Plotting Fig. 3c as a function of the alpha relaxation time on a reduced timescale instead of on an absolute timescale does not change the visual representation of the figure. Figure 3c is therefore plotted on an absolute timescale, because this conveys more information about the state of the system.

Calculating density

Equations of state (EOS) have been used to calculate the temperature and pressure dependence of the density. For cumene, the EOS is from40. For DPG, the EOS is taken from ref. 43. For PPE, a fit to the Tait equation from PVT data from ref. 44 has been used to obtain the density:

$$\rho (T,P) = \left( {V_0\,{\mathrm{exp}}\left( {\alpha _0T} \right)\left\{ {1 - C\,{\mathrm{ln}}\left[ {1 + \frac{P}{{b_0\,{\mathrm{exp}}( - b_1T)}}} \right]} \right\}} \right)^{ - 1},$$
(5)

where ρ is in g/cm3 and equal to 1/Vsp, the specific volume, P is pressure in MPa and T is temperature in °C. The fitting parameters are V0 = 0.82, α0 = 6.5 · 10−4, C = 9.4 · 10−2, b0 = 286 and b1 = 4.4 · 10−3.

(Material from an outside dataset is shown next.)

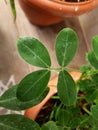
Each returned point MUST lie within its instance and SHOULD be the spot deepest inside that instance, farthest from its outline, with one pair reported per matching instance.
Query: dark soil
(44, 114)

For all three samples, the density changes are in the percent range in the temperature–pressure range of this study. The PVT data and EOS are only used for scaling on the energy axis of the data, where the reduced energy units contain the cubic root of the density. Hence, the scaling is in practice mainly with temperature, and the use of EOS therefore does not alter the overall conclusion.

Data availability

The data presented in this paper can be obtained from the “Glass and Time” data repository at glass.ruc.dk/data.